The Belitsa takes its source under the name Stanchovhanska reka at an altitude of 718 m, on the southwestern foothills of the summit of Varbanov Chukar (829 m) in the Tryavna division of the Balkan Mountains. It flows northwest in a narrow forested valley until the village of Stanchov Han. The river then gradually turns north, northeast and east, and its valley widens. Downstream of the village of Kisyovtsi the Belitsa flows northwards. Downstream of Voneshta Voda it forms a gorge between the Gabrovo Heights to the west and the Elena Heights to the east. At the town of Debelets the river receives its largest tributary the Dryanovska reka and in 2 km flows into the Yantra at an altitude of 142 m in the Cholakovtsi neighbourhood of the city of Veliko Tarnovo.

Its drainage basin covers a territory of 740 km^{2} or 9.4% of the Yantra's total. Its largest tributary is the Dryanovska reka.

High water is in April–June and low water is in August–October. The average annual discharge at the village of Vaglevtsi is 2.2 m^{3}/s.
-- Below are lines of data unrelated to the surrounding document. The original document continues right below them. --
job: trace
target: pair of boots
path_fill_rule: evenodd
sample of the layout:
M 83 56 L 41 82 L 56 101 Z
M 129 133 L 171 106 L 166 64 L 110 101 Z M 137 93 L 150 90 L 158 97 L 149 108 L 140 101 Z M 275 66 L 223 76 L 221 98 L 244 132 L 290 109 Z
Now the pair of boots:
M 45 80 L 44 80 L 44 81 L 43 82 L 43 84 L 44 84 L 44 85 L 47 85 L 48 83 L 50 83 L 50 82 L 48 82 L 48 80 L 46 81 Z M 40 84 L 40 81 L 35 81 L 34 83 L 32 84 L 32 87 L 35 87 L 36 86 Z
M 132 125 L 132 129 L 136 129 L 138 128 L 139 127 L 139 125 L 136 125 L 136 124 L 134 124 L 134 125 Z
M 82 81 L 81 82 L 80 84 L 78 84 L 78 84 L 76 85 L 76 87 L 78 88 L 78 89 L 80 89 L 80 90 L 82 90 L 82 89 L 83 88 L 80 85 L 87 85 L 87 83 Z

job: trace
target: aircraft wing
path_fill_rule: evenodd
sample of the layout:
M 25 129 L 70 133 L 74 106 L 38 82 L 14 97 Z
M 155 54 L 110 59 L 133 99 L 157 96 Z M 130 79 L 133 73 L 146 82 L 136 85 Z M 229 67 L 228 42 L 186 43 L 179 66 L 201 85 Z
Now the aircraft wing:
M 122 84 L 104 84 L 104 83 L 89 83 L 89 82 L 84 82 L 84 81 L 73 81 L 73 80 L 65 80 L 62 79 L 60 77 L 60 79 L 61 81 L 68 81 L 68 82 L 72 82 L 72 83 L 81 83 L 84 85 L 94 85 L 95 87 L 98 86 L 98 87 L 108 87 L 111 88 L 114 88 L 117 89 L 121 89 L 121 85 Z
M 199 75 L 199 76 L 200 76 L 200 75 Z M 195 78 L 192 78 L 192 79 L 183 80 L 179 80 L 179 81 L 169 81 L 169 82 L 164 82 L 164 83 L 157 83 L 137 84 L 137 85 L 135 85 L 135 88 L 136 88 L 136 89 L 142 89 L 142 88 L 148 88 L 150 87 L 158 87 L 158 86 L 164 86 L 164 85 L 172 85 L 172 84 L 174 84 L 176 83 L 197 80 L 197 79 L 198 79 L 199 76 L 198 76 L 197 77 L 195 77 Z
The river flows in Gabrovo Province and Veliko Tarnovo Provinces. There are 11 settlements along its course, three towns and eight villages: Gaydari, Stanchov Han and Belitsa in Tryavna Municipality of Gabrovo Province, and Kisyovtsi, Voneshta Voda, Vaglevtsi, Samsiite, Natsovtsi, Kilifarevo (town), Debelets (town) and Veliko Tarnovo (city) in Veliko Tarnovo Municipality of Veliko Tarnovo Province. Its waters are utilized for irrigation.
There are two main roads along its valley, a 22 km stretch of the second class II-55 road Debelets–Nova Zagora–Svilengrad follows the Belitsa between Debelets and Voneshta Voda, and a 10 km section of the third class III-552 road Belitsa–Tryavna–Gabrovo follows the river between Voneshta Voda and Belitsa.